Thank you, I’ve reported it to ubuntu’s bugtracker here:

I have in fact 2 drives:

  • WD SN850X - this holds Ubuntu
  • Corsair MP600

Controllers are very different between these two SSDs:

  • WD in-house 20-82-20035-B1 for the SN850X 1b
  • Phison PS5018-E18 for the MP600 Pro 1tb

So it’s not related to the controller of the drives, maybe more to your motherboard or hardware drivers.

Well, as I mentioned above this happened with the jump to kernel 6.8.0-35 (not actually 36, after I investigated further for the launchpad report) from 6.8.0-31. Right now I’ve apt-held that one kernel and I’m booting from it or I just can’t get any work done.

The changelog is rather large, looks like a few upstream 6.8 point releases were synced into the ubuntu kernel. Nothing obvious (to me) stands out as a potential culprit:

https://bugs.launchpad.net/ubuntu/+source/linux/6.8.0-35.35

A few nvme specific mentions. A more trained eye might see something obvious I’ve surely missed

I just had a similar problem with 24.04.03 LTS. Computer was left idle and (presumably) went to sleep, but then I noticed the power light had gone off. Turned it back on and looked at /var/log/kern.log, but no kernel panic was reported there. Last error message before it died was

kernel: audit: type=1107 audit(1769531342.607:4569): pid=1113 uid=101 auid=4294967295 ses=4294967295 subj=unconfined msg='apparmor=“DENIED” operation=“dbus_signal” bus=“system” path=“/org/freedesktop/login1” interface=“org.freedesktop.login1.Manager” member=“PrepareForShutdown” name=“:1.12” mask=“receive” pid=8990 label=“snap.firefox.firefox” peer_pid=1143 peer_label=“unconfined”

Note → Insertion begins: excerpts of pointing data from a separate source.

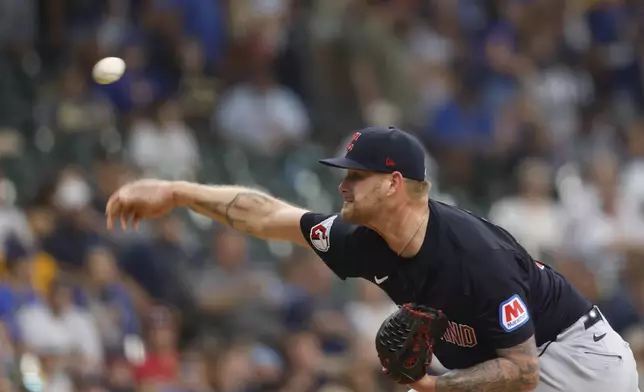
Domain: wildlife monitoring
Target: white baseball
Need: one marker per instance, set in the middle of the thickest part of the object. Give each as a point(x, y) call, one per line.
point(108, 70)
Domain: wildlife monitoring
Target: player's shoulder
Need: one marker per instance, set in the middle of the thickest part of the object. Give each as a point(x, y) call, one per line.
point(321, 230)
point(471, 233)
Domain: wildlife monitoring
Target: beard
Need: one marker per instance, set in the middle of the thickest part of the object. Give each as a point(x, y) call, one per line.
point(350, 213)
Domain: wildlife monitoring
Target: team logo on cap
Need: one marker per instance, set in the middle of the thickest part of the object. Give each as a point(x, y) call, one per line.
point(320, 234)
point(353, 140)
point(513, 313)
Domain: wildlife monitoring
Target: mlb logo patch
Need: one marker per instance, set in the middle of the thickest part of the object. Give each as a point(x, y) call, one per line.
point(320, 234)
point(513, 313)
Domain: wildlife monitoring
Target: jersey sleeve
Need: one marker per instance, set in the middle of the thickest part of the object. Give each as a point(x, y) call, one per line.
point(501, 295)
point(334, 241)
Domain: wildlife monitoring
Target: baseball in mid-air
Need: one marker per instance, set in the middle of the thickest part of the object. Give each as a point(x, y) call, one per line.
point(108, 70)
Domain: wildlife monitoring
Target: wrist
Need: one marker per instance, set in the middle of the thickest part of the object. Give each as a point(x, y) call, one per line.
point(180, 191)
point(425, 384)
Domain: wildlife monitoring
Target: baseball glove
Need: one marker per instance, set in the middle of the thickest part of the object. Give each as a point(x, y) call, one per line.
point(405, 341)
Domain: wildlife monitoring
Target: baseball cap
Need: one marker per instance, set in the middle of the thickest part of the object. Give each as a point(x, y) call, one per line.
point(383, 150)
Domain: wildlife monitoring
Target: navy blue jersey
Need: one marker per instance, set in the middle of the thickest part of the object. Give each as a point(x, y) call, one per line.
point(495, 295)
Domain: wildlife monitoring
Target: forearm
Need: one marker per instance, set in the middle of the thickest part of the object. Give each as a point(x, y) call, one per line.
point(497, 375)
point(240, 208)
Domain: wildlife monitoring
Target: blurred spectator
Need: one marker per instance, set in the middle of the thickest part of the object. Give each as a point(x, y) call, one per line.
point(107, 299)
point(262, 115)
point(605, 221)
point(58, 327)
point(235, 296)
point(199, 89)
point(161, 364)
point(164, 146)
point(13, 221)
point(136, 90)
point(78, 116)
point(305, 363)
point(231, 369)
point(533, 202)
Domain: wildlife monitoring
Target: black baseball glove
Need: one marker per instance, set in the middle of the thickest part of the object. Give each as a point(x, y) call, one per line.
point(405, 341)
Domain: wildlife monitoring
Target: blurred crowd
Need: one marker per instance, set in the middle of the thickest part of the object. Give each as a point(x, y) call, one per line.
point(531, 111)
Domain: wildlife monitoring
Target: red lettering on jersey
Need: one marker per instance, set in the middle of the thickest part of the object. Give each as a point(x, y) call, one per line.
point(469, 336)
point(353, 140)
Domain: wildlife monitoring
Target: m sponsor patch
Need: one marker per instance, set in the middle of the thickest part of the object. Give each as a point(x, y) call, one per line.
point(513, 313)
point(321, 234)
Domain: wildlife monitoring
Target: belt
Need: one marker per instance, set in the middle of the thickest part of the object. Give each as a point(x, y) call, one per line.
point(591, 318)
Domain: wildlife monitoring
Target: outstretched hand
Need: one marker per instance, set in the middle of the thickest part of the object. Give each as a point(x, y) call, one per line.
point(142, 199)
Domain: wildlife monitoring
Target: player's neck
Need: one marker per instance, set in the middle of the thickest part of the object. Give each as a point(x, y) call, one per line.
point(403, 227)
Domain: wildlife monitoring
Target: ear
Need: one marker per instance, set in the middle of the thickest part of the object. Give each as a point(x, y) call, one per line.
point(396, 181)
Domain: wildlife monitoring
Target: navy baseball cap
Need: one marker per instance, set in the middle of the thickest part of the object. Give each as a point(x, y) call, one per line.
point(383, 150)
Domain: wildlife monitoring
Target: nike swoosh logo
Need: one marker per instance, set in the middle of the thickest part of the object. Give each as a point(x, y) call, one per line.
point(597, 338)
point(378, 281)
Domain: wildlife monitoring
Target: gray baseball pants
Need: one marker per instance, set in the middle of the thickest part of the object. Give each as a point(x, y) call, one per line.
point(587, 358)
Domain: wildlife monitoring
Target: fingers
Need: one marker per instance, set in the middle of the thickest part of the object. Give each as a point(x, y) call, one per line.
point(117, 210)
point(113, 210)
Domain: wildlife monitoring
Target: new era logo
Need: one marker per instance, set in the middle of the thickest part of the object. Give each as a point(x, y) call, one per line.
point(513, 313)
point(353, 140)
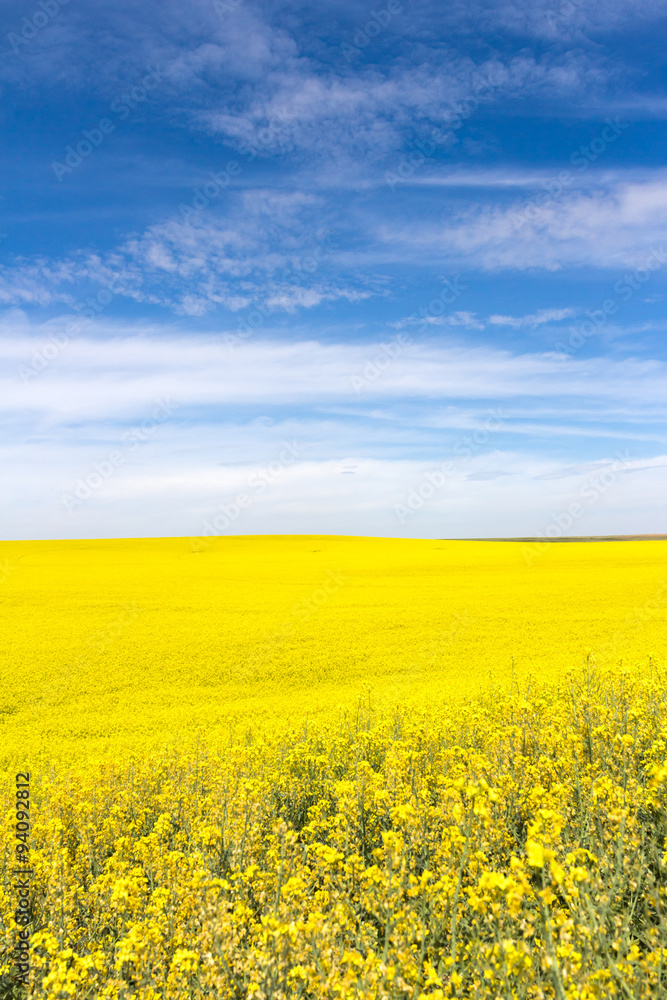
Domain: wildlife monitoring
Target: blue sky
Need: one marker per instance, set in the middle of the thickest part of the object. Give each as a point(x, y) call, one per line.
point(393, 270)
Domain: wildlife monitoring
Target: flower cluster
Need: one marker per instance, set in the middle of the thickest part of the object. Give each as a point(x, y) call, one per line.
point(513, 846)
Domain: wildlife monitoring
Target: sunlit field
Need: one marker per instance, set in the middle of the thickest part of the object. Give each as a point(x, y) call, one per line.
point(337, 767)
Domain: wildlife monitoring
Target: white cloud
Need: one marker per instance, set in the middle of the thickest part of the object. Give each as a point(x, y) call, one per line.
point(613, 228)
point(533, 319)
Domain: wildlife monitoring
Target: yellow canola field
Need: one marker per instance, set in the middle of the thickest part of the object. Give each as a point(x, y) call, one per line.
point(111, 647)
point(324, 768)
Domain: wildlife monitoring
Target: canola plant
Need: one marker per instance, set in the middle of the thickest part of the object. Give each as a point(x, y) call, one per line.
point(329, 767)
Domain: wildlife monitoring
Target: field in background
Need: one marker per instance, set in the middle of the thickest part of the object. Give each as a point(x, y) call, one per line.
point(316, 768)
point(112, 647)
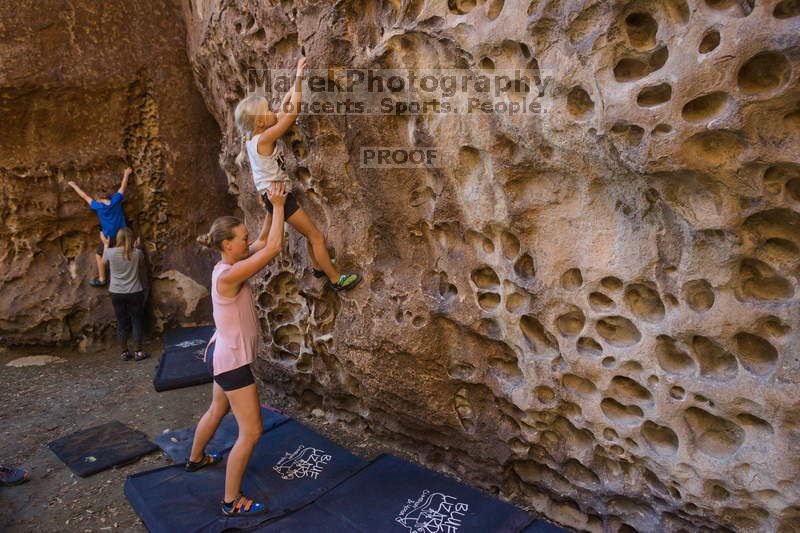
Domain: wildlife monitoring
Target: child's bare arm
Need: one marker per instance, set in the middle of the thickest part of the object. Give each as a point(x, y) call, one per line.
point(86, 197)
point(125, 177)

Does that mean apparmor shut the system down abruptly because it thought firefox had loaded some malicious code, or is it unrelated? But hopefully this won’t happen again …

Apparmor doesn’t do that. It merely blocks/logs the events. Whatever led to the laptop shutdown must have been differenet.

If you’re lucky there may be some EC logs in the buffer. Running ectool console may be more useful in debugging such event. The buffer is quite small though.

Seeing as how the computer seemed to shut itself down, I doubt there’s anything still in RAM. Installed coreboot-utils but the ectool therein doesn’t have a console mode? So I hope this isn’t a harbinger of a hardware failure …

It’s not in RAM. EC stands for Embedded Controller, it’s low power “micro computer” that works alongside the powerful one and manages the system in cooperation with operating system. Whatever shut your system down might have got logged there.

If EC rebooted also it may indicate a deeper problem (rebooting of EC also shuts the main system down).

Still this is a long shot.

The commands “sudo ectool -i” and “sudo ectool -d” just print “You have to be root”; what do I have to do, boot into single user mode to run it? But if you say it’s a long shot, I’m not going to bother.